Saturday, March 15, 2008
Mutual Fund Investors: Divergent Profiles, by ALAN R. PALMITER, Wake Forest University - School of Law, and AHMED E. TAHA, Wake Forest University - School of Law, was recently posted on SSRN. Here is the abstract:
Mutual funds are owned by almost half of all U.S. households, manage over $12 trillion dollars in assets, and have become a primary vehicle for investment and retirement savings. Who are mutual fund investors? The answer is critical to regulatory policy. Fund investors, by selecting the funds in which they invest, play a central role in determining asset allocation and in controlling the fees funds charge. Thus, the functioning of the mutual fund market turns on the knowledge and financial sophistication of fund investors.
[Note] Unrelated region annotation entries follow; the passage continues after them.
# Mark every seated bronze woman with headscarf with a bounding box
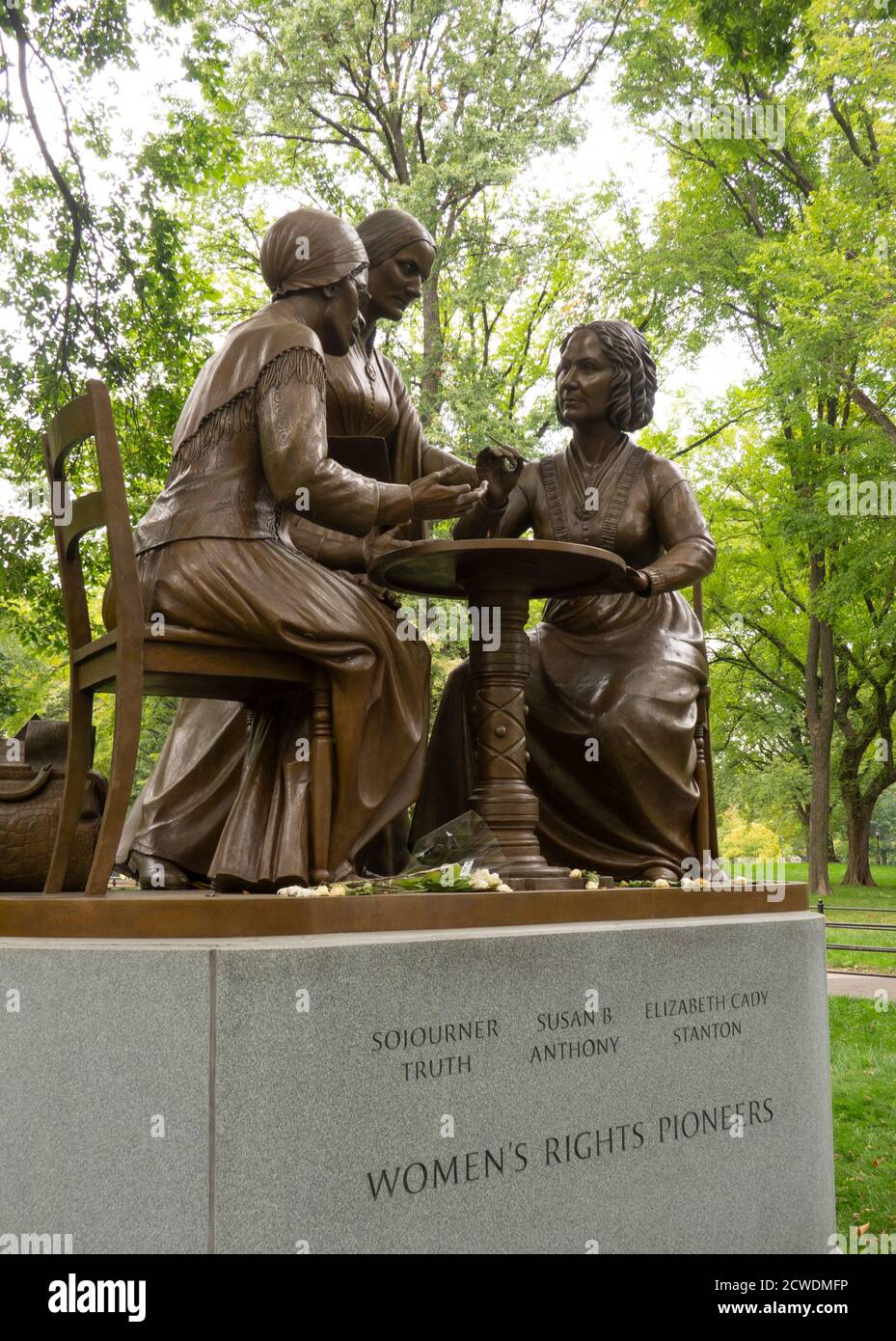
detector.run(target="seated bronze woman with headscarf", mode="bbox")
[123,209,476,888]
[118,209,476,889]
[412,314,715,880]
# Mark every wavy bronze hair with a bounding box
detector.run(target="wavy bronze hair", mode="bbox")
[554,322,656,433]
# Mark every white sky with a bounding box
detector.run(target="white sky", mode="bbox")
[0,4,747,502]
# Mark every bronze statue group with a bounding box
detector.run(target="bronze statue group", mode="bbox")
[115,209,715,890]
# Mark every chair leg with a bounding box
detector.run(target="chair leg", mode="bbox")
[85,667,144,894]
[43,684,94,894]
[312,670,333,884]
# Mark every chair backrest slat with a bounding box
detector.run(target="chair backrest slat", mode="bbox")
[44,381,145,661]
[59,492,106,558]
[47,393,95,479]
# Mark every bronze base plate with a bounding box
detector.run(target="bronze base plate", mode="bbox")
[0,883,809,940]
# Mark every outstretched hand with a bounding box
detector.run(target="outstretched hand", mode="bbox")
[411,465,485,522]
[364,526,411,573]
[476,443,526,508]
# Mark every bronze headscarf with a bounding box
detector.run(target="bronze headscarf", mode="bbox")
[175,209,367,452]
[358,209,436,269]
[261,209,367,298]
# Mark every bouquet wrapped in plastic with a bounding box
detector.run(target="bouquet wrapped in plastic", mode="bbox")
[279,810,509,897]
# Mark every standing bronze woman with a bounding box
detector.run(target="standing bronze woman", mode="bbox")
[412,322,715,880]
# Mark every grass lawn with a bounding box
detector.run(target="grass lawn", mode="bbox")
[828,997,896,1235]
[787,862,896,975]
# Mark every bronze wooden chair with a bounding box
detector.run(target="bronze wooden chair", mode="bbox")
[44,381,334,894]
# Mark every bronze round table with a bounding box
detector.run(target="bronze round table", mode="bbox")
[370,540,629,889]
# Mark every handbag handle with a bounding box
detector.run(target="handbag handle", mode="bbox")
[0,763,52,801]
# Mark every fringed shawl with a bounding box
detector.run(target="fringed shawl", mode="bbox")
[173,303,326,463]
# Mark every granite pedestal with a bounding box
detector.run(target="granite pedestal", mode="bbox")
[0,912,834,1254]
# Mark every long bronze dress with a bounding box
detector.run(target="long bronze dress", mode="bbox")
[118,331,475,878]
[122,303,440,888]
[412,437,715,878]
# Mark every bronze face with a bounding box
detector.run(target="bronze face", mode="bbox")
[556,330,614,426]
[318,269,367,358]
[367,241,436,322]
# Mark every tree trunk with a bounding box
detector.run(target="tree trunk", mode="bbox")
[804,554,837,898]
[420,265,444,427]
[842,804,876,888]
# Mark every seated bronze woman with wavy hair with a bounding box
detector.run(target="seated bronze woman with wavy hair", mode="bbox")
[412,314,715,880]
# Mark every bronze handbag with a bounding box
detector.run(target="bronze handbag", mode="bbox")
[0,718,107,893]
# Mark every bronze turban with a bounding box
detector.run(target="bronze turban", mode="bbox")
[261,209,367,298]
[358,209,436,269]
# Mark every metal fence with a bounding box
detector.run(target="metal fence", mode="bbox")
[817,898,896,955]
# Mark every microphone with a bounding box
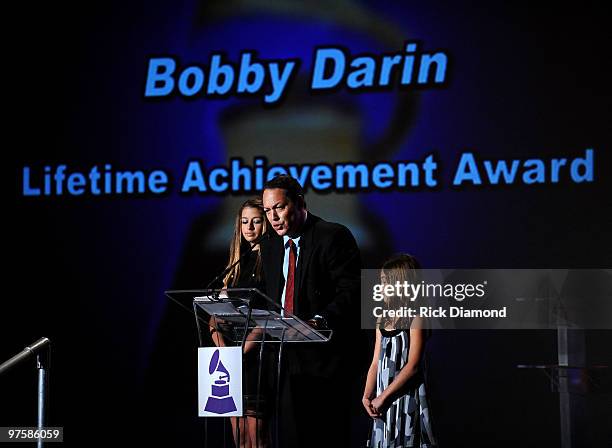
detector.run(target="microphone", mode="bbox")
[204,232,270,289]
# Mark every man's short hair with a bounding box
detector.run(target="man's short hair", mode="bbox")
[263,174,306,208]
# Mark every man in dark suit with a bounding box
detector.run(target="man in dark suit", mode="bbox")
[261,176,361,447]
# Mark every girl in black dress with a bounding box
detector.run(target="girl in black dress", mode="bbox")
[211,198,268,448]
[362,254,437,448]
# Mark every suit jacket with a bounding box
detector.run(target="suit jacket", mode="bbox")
[261,212,361,376]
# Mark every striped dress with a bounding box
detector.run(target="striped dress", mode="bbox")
[369,329,437,448]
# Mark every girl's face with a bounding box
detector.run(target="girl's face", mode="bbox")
[380,270,391,305]
[240,207,264,243]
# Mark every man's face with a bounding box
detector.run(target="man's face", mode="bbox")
[263,188,303,236]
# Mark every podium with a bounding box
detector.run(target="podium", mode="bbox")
[166,288,332,447]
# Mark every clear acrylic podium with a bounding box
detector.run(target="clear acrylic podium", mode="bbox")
[166,288,332,447]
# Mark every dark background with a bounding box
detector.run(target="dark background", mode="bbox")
[0,1,612,446]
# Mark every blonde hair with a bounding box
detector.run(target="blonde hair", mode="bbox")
[223,198,268,288]
[379,254,421,329]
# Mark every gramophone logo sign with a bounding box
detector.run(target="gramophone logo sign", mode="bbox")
[198,347,242,417]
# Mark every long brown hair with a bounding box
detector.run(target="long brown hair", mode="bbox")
[379,254,421,330]
[223,197,268,288]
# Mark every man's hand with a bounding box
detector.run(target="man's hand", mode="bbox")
[306,316,329,330]
[371,395,387,417]
[361,397,380,418]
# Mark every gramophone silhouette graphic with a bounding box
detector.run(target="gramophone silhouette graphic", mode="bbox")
[204,349,236,414]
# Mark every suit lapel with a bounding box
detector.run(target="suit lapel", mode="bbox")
[264,237,285,304]
[295,213,318,303]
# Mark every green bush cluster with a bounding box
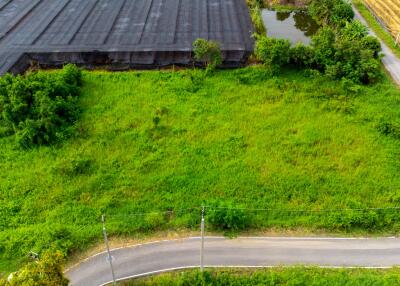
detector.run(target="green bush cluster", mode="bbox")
[0,252,69,286]
[193,38,222,70]
[255,0,381,84]
[126,266,400,286]
[0,65,81,148]
[206,202,251,233]
[308,0,354,26]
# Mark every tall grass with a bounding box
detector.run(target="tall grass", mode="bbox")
[119,267,400,286]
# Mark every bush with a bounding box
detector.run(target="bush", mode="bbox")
[0,252,69,286]
[255,36,290,70]
[193,39,222,69]
[206,203,251,232]
[311,27,336,67]
[0,65,81,148]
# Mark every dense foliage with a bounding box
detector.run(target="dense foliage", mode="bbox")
[123,267,400,286]
[255,0,381,84]
[193,38,222,69]
[0,252,69,286]
[0,65,81,147]
[0,66,400,271]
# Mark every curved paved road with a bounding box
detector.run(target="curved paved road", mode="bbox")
[66,237,400,286]
[353,6,400,85]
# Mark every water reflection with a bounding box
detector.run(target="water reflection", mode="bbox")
[262,10,319,44]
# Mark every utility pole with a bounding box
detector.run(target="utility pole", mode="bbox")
[200,206,204,272]
[101,215,117,286]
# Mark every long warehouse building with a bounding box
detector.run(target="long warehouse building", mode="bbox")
[0,0,254,75]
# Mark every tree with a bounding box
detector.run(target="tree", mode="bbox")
[0,252,69,286]
[193,39,222,69]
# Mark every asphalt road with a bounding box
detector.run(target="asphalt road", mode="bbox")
[66,237,400,286]
[353,7,400,85]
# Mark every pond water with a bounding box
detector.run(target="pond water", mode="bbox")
[262,9,319,45]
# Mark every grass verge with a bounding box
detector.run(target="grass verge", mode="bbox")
[118,266,400,286]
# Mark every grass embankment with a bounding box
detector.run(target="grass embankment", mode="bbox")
[119,267,400,286]
[353,0,400,58]
[0,67,400,271]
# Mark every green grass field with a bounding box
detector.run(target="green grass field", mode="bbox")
[0,67,400,271]
[353,0,400,58]
[119,267,400,286]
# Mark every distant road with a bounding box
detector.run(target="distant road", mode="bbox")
[353,6,400,85]
[66,237,400,286]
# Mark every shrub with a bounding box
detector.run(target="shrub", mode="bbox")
[2,252,69,286]
[311,27,336,69]
[0,65,81,148]
[255,36,290,70]
[193,39,222,69]
[308,0,354,25]
[206,202,251,232]
[290,43,315,68]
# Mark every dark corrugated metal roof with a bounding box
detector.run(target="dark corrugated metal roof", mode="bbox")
[0,0,253,73]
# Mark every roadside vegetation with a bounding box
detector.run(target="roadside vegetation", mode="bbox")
[0,66,400,271]
[0,65,81,148]
[255,0,382,84]
[0,252,69,286]
[0,0,400,278]
[353,0,400,58]
[118,267,400,286]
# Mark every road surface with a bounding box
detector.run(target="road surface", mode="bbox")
[66,237,400,286]
[353,6,400,85]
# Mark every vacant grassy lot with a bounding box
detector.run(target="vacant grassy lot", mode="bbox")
[119,267,400,286]
[0,67,400,271]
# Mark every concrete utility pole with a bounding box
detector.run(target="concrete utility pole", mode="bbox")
[101,215,117,286]
[200,206,204,272]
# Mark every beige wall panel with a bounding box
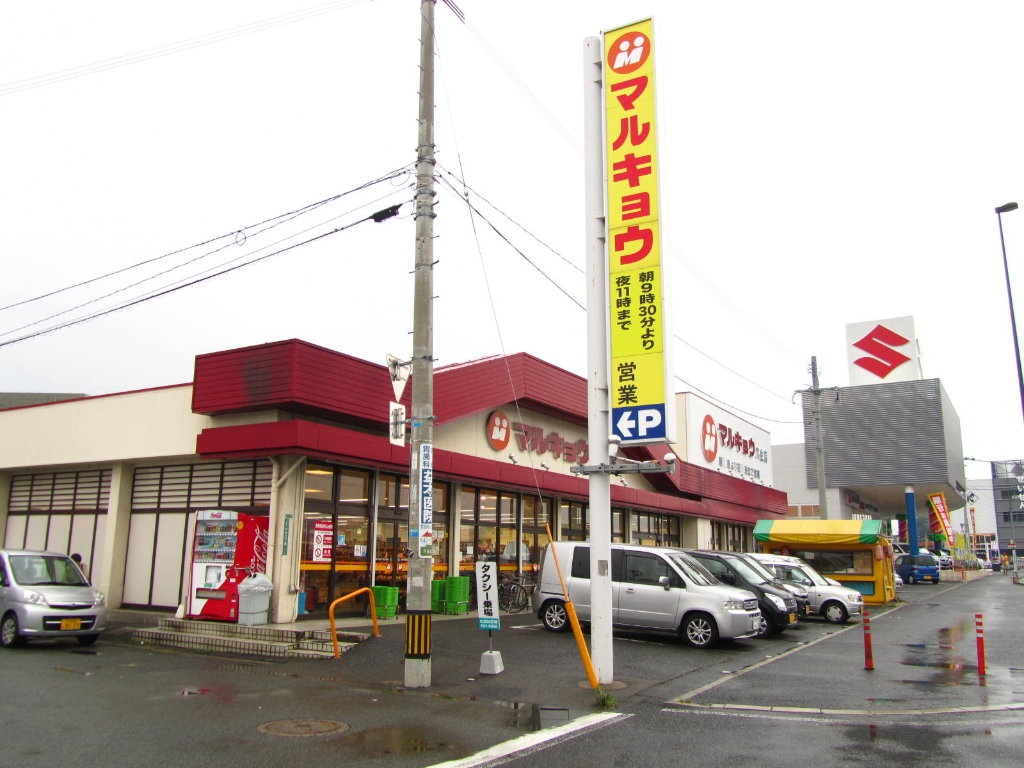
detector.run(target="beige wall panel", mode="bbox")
[121,514,157,605]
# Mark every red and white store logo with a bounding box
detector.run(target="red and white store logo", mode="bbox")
[487,411,590,464]
[487,411,512,451]
[700,415,718,464]
[853,326,910,379]
[700,414,768,464]
[608,30,650,75]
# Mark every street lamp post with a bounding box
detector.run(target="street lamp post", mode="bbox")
[995,203,1024,562]
[995,203,1024,423]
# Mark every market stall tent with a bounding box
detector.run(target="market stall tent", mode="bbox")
[754,520,896,605]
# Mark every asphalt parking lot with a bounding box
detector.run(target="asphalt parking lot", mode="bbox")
[0,574,1024,767]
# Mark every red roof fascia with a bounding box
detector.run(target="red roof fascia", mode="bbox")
[193,339,394,428]
[434,352,587,426]
[197,419,778,522]
[193,339,587,428]
[627,445,788,515]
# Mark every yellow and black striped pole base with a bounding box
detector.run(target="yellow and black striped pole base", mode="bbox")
[406,610,430,658]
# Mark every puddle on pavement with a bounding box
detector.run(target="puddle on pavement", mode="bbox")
[331,725,464,762]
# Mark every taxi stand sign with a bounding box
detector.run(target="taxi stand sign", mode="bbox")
[476,560,501,630]
[604,18,676,445]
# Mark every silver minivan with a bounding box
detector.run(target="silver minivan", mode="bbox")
[532,542,761,648]
[753,553,864,624]
[0,549,106,648]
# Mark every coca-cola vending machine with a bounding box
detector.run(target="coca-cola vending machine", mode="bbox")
[187,509,270,622]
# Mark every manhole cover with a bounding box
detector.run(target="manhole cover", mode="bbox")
[258,720,348,736]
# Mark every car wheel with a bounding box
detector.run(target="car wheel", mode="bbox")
[0,613,25,648]
[541,600,569,632]
[680,613,718,648]
[821,602,850,624]
[755,610,772,637]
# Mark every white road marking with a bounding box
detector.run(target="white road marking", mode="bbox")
[430,712,633,768]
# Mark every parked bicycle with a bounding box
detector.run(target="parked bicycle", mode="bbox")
[498,572,529,613]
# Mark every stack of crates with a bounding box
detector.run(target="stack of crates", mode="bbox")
[444,577,469,613]
[370,587,398,618]
[430,579,446,613]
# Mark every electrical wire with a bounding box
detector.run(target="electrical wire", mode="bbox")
[437,163,587,275]
[0,164,412,313]
[441,177,587,311]
[0,204,405,347]
[0,0,371,96]
[0,183,408,336]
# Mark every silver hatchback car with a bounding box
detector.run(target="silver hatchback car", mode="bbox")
[0,549,106,648]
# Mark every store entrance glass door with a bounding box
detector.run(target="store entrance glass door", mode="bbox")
[376,519,409,593]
This article examines the profiles of mutual fund investors presented by the mutual fund industry, by the SEC, and by an extensive empirical academic literature produced primarily by finance professors. The industry portrays fund investors as diligent, fairly sophisticated, and guided by professional financial advisers. The industry claims that the result is a competitive mutual fund market as fund investors demand low costs and solid performance. The SEC's regulatory policy paints a more cautious portrait of fund investors. While acknowledging that many investors have limitations, the SEC touts improved disclosure by the industry as a sufficient antidote. The academic literature, however, finds that fund investors are generally ignorant and financially unsophisticated. Most investors are unaware of even the basics of their funds, do not take costs (especially ongoing costs) into account when they invest, and chase past fund performance, despite little evidence that past returns predict future returns. Fund investors who use financial advisers do no better.
The SEC's belief that fund investors can fend for themselves, once armed with adequate disclosure, fails to appreciate the extent of investors' limitations. Instead, the findings of the academic literature suggest that policymakers should rethink the current regulatory approach. Disclosure may not be enough.